My bros 27 yrs old. I don't know we're the my kids part came in sorry. Lol


----------



## autism brother (Apr 27, 2020)

He has autism and had 6 brain surgeries. And loves to be naked


----------



## EleGirl (Dec 3, 2011)

autism brother said:


> Is it just mine or does you kids get butt naked too? Do you let them or No?


How old is he?

When my son was very young (under 6) he started to strip down every time anyone visited us. I have no idea why he did it. LOL

One time I was with him in a children's clothing store he stripped down and ran around the store laughing. It took a while to catch him. Everyone in the store acted horrified.

He was such a joy to raise.. 

I think it's best to teach your child that it's not ok because it's not ok in our society. Where is he going naked? At home?


----------



## autism brother (Apr 27, 2020)

EleGirl said:


> How old is he?
> 
> When my son was very young (under 6) he started to strip down every time anyone visited us. I have no idea why he did it. LOL
> 
> ...


Yes. He's not a child he has autism and had six (6) brain surgeries. He's 27 yrs old. (I don't have kids) I don't know y I said that. Lol

But you son was just being a kid when he ran naked in the store people should know not to act shocked when it's a little kid. My bro on the other hand people act shocked just because we let him be naked at home. (We have signs.) Lol


----------



## EleGirl (Dec 3, 2011)

autism brother said:


> Yes. He's not a child he has autism and had six (6) brain surgeries. He's 27 yrs old. (I don't have kids) I don't know y I said that. Lol
> 
> But you son was just being a kid when he ran naked in the store people should know not to act shocked when it's a little kid. My bro on the other hand people act shocked just because we let him be naked at home. (We have signs.) Lol


If it's at home and you have signs, I don't see the problem.

One thing I'd be concerned about is some busybody reporting as you all abusing a disabled person.

I assume he knows that he cannot do that outside the home. As long as he does, I see no problem.


----------



## EleGirl (Dec 3, 2011)

autism brother said:


> Is it just my bro or do you autistic kids/adults get butt naked too? Do you let them or No?


Is that your real name? If it is you might want to consider changing it to a more anonymous user name. Let me know if you want your user name changed.


----------



## autism brother (Apr 27, 2020)

EleGirl said:


> Is that your real name? If it is you might want to consider changing it to a more anonymous user name. Let me know if you want your user name changed.

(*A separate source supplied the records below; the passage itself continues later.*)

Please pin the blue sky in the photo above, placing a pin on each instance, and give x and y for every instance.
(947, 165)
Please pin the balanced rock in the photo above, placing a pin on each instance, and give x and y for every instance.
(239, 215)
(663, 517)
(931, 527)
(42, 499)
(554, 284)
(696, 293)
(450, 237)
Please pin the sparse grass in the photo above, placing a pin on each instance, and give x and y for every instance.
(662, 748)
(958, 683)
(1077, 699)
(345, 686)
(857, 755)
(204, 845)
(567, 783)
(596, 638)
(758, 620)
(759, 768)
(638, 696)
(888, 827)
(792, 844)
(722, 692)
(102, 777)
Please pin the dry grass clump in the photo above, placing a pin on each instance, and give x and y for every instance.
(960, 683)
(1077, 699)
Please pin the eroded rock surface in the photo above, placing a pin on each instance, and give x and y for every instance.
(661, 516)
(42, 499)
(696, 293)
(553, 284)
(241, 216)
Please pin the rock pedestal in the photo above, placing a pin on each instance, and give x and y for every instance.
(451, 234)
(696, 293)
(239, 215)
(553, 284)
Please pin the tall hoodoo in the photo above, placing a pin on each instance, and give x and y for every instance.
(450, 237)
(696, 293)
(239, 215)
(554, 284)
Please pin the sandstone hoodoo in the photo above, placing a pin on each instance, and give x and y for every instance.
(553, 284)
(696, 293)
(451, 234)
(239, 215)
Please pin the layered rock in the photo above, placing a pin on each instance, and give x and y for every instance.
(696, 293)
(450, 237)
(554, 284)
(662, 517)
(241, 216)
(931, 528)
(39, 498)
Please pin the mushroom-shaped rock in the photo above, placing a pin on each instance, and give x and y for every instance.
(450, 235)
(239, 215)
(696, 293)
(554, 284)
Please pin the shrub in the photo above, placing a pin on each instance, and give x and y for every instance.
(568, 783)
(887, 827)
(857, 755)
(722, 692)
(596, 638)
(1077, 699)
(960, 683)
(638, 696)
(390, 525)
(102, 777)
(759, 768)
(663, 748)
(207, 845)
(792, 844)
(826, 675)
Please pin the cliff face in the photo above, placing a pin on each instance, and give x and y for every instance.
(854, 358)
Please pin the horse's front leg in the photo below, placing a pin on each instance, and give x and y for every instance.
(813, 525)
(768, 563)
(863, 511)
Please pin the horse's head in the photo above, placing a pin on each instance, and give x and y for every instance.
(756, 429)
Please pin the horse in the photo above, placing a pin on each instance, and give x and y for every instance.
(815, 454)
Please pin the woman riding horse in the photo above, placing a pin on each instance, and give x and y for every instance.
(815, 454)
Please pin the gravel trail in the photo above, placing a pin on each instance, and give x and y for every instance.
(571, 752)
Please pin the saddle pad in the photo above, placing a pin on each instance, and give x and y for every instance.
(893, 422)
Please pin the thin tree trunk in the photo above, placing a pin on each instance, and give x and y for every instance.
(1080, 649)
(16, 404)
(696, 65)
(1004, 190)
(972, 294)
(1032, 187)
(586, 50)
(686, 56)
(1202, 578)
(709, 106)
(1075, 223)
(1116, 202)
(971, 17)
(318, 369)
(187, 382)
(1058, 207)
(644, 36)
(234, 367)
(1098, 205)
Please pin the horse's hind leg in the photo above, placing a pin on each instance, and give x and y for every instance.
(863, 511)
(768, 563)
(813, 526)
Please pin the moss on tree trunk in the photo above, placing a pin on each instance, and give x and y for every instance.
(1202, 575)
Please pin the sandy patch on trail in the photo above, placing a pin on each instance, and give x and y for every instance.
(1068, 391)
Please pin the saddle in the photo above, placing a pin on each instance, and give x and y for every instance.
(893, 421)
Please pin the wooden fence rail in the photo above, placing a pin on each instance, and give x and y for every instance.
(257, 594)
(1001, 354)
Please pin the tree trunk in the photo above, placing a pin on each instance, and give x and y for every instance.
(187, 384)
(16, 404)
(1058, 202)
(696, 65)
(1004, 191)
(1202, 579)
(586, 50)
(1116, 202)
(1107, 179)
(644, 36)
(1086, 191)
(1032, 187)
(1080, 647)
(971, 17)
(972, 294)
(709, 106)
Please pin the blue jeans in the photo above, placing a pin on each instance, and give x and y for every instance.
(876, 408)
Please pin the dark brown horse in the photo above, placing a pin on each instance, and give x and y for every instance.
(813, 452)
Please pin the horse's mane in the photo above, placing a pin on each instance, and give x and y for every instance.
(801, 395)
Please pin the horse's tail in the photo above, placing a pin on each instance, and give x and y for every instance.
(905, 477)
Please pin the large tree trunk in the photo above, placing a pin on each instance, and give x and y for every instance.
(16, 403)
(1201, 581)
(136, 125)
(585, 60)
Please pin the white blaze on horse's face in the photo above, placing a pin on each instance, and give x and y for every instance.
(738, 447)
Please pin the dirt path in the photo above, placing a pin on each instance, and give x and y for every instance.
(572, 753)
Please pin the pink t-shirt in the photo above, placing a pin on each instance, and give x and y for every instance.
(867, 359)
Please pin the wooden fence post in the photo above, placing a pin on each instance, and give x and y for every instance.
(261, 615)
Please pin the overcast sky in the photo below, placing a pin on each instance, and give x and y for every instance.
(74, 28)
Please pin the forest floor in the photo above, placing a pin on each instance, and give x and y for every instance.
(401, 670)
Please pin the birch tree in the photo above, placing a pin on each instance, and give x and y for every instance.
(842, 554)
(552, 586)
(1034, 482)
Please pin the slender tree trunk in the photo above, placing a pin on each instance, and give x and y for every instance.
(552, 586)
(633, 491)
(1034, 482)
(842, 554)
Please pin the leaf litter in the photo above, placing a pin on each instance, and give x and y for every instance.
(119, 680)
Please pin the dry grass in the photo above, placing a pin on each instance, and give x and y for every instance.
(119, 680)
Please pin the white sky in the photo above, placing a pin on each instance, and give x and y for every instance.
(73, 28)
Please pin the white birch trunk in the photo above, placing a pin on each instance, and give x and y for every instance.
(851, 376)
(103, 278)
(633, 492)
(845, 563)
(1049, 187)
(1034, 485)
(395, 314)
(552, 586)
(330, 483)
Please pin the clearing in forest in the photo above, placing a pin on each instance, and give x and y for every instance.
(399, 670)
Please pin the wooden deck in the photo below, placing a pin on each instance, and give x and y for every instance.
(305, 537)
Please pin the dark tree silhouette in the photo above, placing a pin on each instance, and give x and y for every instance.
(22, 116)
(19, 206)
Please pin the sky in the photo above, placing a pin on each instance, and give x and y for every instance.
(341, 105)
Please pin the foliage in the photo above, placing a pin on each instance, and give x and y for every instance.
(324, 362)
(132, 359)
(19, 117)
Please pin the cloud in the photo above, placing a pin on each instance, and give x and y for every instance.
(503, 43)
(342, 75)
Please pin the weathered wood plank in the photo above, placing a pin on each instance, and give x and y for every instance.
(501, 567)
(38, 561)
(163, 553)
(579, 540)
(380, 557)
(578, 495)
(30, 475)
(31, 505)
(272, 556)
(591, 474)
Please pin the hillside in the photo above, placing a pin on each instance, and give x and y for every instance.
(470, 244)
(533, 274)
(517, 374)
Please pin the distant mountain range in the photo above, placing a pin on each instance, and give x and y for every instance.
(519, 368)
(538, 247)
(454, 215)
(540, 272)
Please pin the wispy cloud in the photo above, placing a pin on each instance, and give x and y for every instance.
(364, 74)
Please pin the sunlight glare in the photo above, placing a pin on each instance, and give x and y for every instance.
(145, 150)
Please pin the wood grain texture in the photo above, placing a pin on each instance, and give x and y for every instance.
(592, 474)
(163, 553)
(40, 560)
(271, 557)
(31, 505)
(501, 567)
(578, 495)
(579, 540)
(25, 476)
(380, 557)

Can you change it autism brother? I tried but it didn't work for me. Think you.


----------



## autism brother (Apr 27, 2020)

EleGirl said:


> If it's at home and you have signs, I don't see the problem.


We have to wach him because he tries to get naked EVERYWHERE. But at home we don't care some people leave like the first time my boss came he left. Lol but I said so you see the sign? And he said no. But Ill remember next time. Lol


----------



## EleGirl (Dec 3, 2011)

autism brother said:


> Can you change it autism brother? I tried but it didn't work for me. Think you.


Ok, I changed it.


----------



## autism brother (Apr 27, 2020)

EleGirl said:


> Ok, I changed it.


Thank you.


----------



## wilson (Nov 5, 2012)

I have some extended family members who are autistic and I have some knowledge from that. I haven't really heard of nudity being part of autism. Brain surgery is typically not part of the autism treatment plan, so I would assume there is something else going on that may be causing this behavior. A brain injury could definitely cause people to engage in socially unacceptable behaviors. Does he make his own medical decisions or is there another relative who does that? If someone else is in charge, you may want to ask them to speak with his doctor about this behavior to get more relevant information.


----------



## frusdil (Sep 5, 2013)

I know your brother is 27, but how old is he mentally? Is he still a child mentally? 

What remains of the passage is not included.